Kirchoff's matrix-tree theorem states that $\det M$ can be written as a sum of products of $w_{ij}$ with a certain combinatorial interpretation as trees, and we all know that the inverse matrix can be written as $M^{-1} = \frac{1}{\det M} \operatorname{adj}(M)$. Heree $\operatorname{adj}(M)$ is the adjugate matrix, whose entries can be expressed as $(n-2)\times(n-2)$ determinants times a sign. It seems that also these numerators are sums of products of the $w_{ij}$, for instance for $n=4$:
$$ \operatorname{adj}(M) = \left(\begin{array}{ccc} \left(w_{2,1}+w_{2,2}+w_{2,3}+w_{2,4}\right)\,\left(w_{3,1}+w_{3,2}+w_{3,3}+w_{3,4}\right)-w_{2,3}\,w_{3,2} & w_{1,2}\,w_{3,1}+w_{1,2}\,w_{3,2}+w_{1,2}\,w_{3,3}+w_{1,3}\,w_{3,2}+w_{1,2}\,w_{3,4} & w_{1,3}\,w_{2,1}+w_{1,2}\,w_{2,3}+w_{1,3}\,w_{2,2}+w_{1,3}\,w_{2,3}+w_{1,3}\,w_{2,4}\\ w_{2,1}\,w_{3,1}+w_{2,1}\,w_{3,2}+w_{2,1}\,w_{3,3}+w_{2,3}\,w_{3,1}+w_{2,1}\,w_{3,4} & \left(w_{1,1}+w_{1,2}+w_{1,3}+w_{1,4}\right)\,\left(w_{3,1}+w_{3,2}+w_{3,3}+w_{3,4}\right)-w_{1,3}\,w_{3,1} & w_{1,1}\,w_{2,3}+w_{1,3}\,w_{2,1}+w_{1,2}\,w_{2,3}+w_{1,3}\,w_{2,3}+w_{1,4}\,w_{2,3}\\ w_{2,1}\,w_{3,1}+w_{2,1}\,w_{3,2}+w_{2,2}\,w_{3,1}+w_{2,3}\,w_{3,1}+w_{2,4}\,w_{3,1} & w_{1,1}\,w_{3,2}+w_{1,2}\,w_{3,1}+w_{1,2}\,w_{3,2}+w_{1,3}\,w_{3,2}+w_{1,4}\,w_{3,2} & \left(w_{1,1}+w_{1,2}+w_{1,3}+w_{1,4}\right)\,\left(w_{2,1}+w_{2,2}+w_{2,3}+w_{2,4}\right)-w_{1,2}\,w_{2,1} \end{array}\right) $$ I have written it in this form for simplicity, but if one expands the parentheses each diagonal entry contains a sum of 15 products, all with the plus sign. These diagonal entries can be given a combinatorial interpretation via the matrix tree theorem, since $(\operatorname{adj} M)_{ii}$ is the determinant of the $(n-2)\times(n-2)$ matrix obtained by removing row and columns $i$ and $n$ from $L$.

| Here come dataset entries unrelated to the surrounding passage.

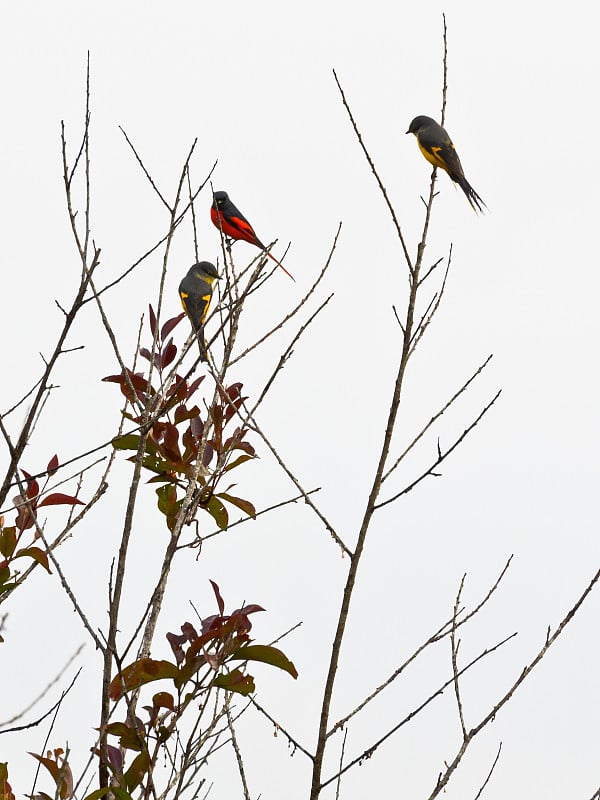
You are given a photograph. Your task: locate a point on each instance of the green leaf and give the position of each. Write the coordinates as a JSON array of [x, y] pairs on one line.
[[119, 793], [244, 505], [139, 767], [139, 673], [130, 441], [218, 512], [235, 681], [266, 654]]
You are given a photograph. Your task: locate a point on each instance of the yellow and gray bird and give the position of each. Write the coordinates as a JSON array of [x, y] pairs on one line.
[[437, 147], [195, 291]]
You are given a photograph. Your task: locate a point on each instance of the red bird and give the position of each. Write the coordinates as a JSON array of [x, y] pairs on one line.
[[227, 218]]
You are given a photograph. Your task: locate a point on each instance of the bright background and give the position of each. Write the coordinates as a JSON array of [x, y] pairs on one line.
[[253, 81]]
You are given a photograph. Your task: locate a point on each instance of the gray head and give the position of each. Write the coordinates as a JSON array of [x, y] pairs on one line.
[[206, 270], [420, 122]]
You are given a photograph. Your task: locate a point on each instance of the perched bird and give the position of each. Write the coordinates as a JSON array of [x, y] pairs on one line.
[[195, 291], [229, 219], [437, 147]]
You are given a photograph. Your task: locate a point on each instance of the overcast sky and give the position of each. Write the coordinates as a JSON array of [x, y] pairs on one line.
[[253, 83]]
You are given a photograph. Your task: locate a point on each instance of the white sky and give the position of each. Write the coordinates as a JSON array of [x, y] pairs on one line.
[[253, 82]]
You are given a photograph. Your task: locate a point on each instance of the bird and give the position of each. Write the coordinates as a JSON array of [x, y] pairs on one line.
[[195, 291], [437, 147], [230, 220]]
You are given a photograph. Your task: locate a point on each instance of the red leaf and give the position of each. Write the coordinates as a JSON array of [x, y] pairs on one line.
[[170, 324], [168, 354], [171, 442], [36, 554], [220, 602], [194, 385], [60, 499], [52, 465], [139, 767], [164, 700]]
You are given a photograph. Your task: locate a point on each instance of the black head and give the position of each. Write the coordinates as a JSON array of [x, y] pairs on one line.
[[206, 268], [220, 198], [418, 123]]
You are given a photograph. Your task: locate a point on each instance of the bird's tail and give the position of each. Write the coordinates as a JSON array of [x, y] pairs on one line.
[[202, 344], [476, 202]]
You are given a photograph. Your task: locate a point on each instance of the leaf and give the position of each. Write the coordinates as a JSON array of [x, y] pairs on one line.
[[164, 700], [235, 681], [33, 487], [52, 465], [220, 601], [218, 512], [139, 767], [36, 554], [267, 655], [193, 386], [60, 499], [119, 793], [182, 413], [168, 355], [236, 462], [244, 505], [139, 673], [61, 773]]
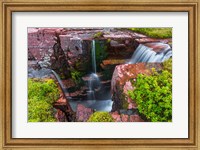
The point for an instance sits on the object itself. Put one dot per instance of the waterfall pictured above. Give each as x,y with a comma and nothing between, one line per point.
94,81
94,57
146,54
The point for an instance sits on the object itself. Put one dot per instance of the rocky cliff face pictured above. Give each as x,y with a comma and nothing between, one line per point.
64,49
68,50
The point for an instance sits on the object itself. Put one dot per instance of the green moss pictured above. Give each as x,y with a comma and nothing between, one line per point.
153,95
154,32
41,96
167,65
100,117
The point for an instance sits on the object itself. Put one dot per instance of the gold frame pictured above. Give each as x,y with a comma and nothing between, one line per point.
9,6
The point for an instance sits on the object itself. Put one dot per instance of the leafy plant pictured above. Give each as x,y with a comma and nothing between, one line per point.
167,65
153,95
100,117
154,32
41,96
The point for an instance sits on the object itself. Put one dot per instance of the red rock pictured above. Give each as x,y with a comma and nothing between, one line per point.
135,118
115,115
60,116
124,118
83,113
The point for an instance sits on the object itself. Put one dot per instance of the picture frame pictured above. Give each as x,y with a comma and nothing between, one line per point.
8,6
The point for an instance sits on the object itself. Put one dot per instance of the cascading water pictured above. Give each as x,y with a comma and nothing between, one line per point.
146,54
93,82
94,67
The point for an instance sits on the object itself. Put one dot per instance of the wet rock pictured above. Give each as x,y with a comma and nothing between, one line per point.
135,118
83,113
60,116
116,116
124,118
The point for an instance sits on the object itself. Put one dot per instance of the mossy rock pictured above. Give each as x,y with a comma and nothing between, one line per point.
100,117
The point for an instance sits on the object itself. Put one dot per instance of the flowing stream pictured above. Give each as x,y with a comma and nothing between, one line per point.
146,54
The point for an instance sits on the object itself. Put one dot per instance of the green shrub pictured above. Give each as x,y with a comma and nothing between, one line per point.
100,117
154,32
153,95
41,96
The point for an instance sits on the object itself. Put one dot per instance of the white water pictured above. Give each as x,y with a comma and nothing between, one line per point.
94,67
146,54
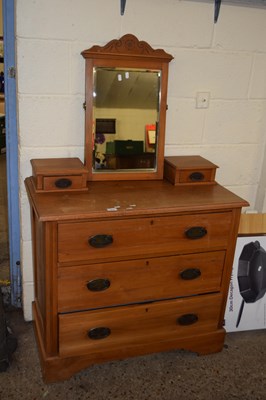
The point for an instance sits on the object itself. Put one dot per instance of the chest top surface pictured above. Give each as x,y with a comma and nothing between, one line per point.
127,199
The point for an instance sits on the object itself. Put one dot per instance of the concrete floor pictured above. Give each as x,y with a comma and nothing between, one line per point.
238,372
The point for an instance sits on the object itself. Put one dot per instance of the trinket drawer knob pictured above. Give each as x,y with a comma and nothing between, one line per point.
187,319
190,273
196,176
63,183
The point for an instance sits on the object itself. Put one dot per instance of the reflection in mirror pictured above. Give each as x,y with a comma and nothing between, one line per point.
126,104
125,110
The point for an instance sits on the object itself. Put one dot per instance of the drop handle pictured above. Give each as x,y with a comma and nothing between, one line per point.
100,241
98,285
196,176
99,333
187,319
190,274
63,183
196,232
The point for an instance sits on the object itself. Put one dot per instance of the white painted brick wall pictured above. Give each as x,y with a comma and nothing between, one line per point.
226,59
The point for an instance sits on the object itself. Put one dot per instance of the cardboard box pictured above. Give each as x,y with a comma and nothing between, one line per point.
254,310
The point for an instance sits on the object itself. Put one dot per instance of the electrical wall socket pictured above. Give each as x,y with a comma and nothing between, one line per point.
202,99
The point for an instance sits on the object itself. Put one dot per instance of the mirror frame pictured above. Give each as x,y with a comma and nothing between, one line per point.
126,52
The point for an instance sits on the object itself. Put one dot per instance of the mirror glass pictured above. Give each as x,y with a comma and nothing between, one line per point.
126,106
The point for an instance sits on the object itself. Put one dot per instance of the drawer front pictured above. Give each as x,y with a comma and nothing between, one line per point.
63,182
103,285
97,331
142,237
196,176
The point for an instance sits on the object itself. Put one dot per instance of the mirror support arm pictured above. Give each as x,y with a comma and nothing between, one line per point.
122,6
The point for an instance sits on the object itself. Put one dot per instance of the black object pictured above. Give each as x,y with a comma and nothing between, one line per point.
251,274
99,241
105,125
8,342
99,333
190,273
63,183
98,285
187,319
196,176
196,232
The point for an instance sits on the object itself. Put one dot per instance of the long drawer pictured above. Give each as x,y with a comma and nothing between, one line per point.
97,331
106,240
106,284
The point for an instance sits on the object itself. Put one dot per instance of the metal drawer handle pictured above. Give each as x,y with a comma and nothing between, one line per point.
63,183
196,232
190,273
196,176
100,241
98,285
187,319
99,333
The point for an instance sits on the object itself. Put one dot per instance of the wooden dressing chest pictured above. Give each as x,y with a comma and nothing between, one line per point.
130,268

Is there a combinatorial interpretation also for the off-diagonal entries $\operatorname{adj}(M)_{ij}$, $i\neq j$? I imagine with sufficient work one can recurse one more level, but maybe there is already a known result stating this interpretation, since it is a similar setting to the matrix-tree theorem. My searches for "matrix tree theorem + inverse" have returned no useful result.